习题：Crash的数字表格（莫比乌斯反演）

题目

传送门

思路

貌似可以直接推式子来做

\[\begin{aligned}\sum_{i=1}^{n}\sum_{j=1}^{m}lcm(i,j)&=\sum_{i=1}^n\sum_{j=1}^{m}\frac{ij}{gcd(i,j)}\\&=\sum_{t=1}^{min(n,m)}\frac{1}{t}\sum_{i=1}^{n}\sum_{j=1}^{m}ij[gcd(i,j)==t]\\&=\sum_{t=1}^{min(n,m)}\frac{1}{t}\sum_{i=1}^{it\le n}\sum_{j=1}^{jt\le m}itjt[gcd(i,j)==1]\\&=\sum_{t=1}^{min(n,m)}\frac{1}{t}\sum_{i=1}^{it\le n}\sum_{j=1}^{jt\le m}itjt\sum_{d|gcd(i,j)}\mu (d)\\&=\sum_{t=1}^{min(n,m)}t\sum_{i=1}^{it\le n}\sum_{j=1}^{jt\le m}ij\sum_{d|gcd(i,j)}\mu (d)\\&=\sum_{t=1}^{min(n,m)}t\sum_{d=1}^{\frac{min(n,m)}{t}}\mu(d)d^2\sum_{i=1}^{itd\le n}\sum_{j=1}^{jtd\le m}ij\\&=\sum_{t=1}^{min(n,m)}t\sum_{d=1}^{\frac{min(n,m)}{t}}\mu(d)d^2(\sum_{i=1}^{itd\le n}i)(\sum_{j=1}^{jtd\le m}j)\\&=\sum_{t=1}^{min(n,m)}t\sum_{d=1}^{\frac{min(n,m)}{t}}\mu(d)d^2(\sum_{i=1}^{\frac{n}{td}}i)(\sum_{j=1}^{\frac{m}{td}}j)\end{aligned} \]
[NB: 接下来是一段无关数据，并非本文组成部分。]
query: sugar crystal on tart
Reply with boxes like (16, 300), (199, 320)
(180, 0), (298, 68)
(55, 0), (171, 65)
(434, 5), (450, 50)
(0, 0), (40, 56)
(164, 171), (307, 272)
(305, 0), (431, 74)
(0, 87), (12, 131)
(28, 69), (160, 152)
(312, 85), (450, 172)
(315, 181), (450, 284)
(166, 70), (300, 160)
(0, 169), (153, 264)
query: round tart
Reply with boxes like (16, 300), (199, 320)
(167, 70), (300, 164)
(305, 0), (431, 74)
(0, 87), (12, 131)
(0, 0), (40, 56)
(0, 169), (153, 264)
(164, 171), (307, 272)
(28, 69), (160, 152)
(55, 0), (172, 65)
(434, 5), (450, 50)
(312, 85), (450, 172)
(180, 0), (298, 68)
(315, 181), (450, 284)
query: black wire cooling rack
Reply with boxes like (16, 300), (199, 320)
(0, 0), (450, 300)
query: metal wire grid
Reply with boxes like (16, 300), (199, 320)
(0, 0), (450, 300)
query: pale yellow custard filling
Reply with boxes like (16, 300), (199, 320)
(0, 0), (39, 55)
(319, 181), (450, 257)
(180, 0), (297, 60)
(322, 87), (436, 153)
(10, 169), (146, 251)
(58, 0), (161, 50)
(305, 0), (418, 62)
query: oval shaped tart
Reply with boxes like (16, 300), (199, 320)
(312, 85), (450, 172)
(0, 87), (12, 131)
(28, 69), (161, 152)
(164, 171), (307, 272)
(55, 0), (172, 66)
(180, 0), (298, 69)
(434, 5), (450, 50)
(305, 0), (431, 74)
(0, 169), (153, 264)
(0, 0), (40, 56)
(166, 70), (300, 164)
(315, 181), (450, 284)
注意到这里虽然是\(\frac{n}{td}\)，但是实际上应该是\(\lfloor\frac{\lfloor\frac{n}{t}\rfloor}{d}\rfloor\)

即可以进行两次数论分块，具体而言，

\[设g(n,m)=\sum_{d=1}^{min(n,m)}\mu(d)d^2\sum_{i=1}^{\frac{n}{d}}i\sum_{i=1}^{\frac{m}{d}}i\\那么原式即为\sum_{t=1}^{min(n,m)}t*g(\frac{n}{t},\frac{m}{t}) \]

代码

#include<iostream>
#include<cmath>
using namespace std;
const int mod=20101009;
const int inv2=10050505;
int n,m;
bool vis[10000005];
int pri[1000005],lenp;
long long mu[10000005];
long long f[10000005];
long long ans;
void sieve(int n)
{
    mu[1]=1;
    f[1]=1;
    for(int i=2;i<=n;i++)
    {
        f[i]=(f[i-1]+i)%mod;
        if(vis[i]==0)
        {
            pri[++lenp]=i;
            mu[i]=-1;
        }
        for(int j=1;j<=lenp&&1ll*i*pri[j]<=n;j++)
        {
            vis[pri[j]*i]=1;
            mu[pri[j]*i]=-mu[i];
            if(i%pri[j]==0)
            {
                mu[i*pri[j]]=0;
                break;
            }
        }
        mu[i]=mu[i]*i*i%mod;
		mu[i]=(mu[i]+mu[i-1])%mod;
    }
}
long long getsum(long long x)
{
    return x*(x+1)%mod*inv2%mod;
}
long long solve(int n,int m)
{
    long long temp=0;
    for(int l=1,r;l<=min(n,m);l=r+1)
    {
        r=min(min(n,m),min(n/(n/l),m/(m/l)));
        temp=(temp+(mu[r]-mu[l-1])%mod*getsum(n/r)%mod*getsum(m/r)%mod)%mod;
    }
    temp=(temp%mod+mod)%mod;
    return temp;
}
int main()
{
    cin>>n>>m;
    sieve(min(n,m));
    for(int l=1,r;l<=min(n,m);l=r+1)
    {
        r=min(min(n,m),min(n/(n/l),m/(m/l)));
        //cout<<"debug:"<<solve(n/r,m/r)<<'\n';
        ans=(ans+((f[r]-f[l-1])%mod+mod)%mod*solve(n/r,m/r)%mod)%mod;
    }
    cout<<ans;
    return 0;
}
/*
n/td
n/i
*/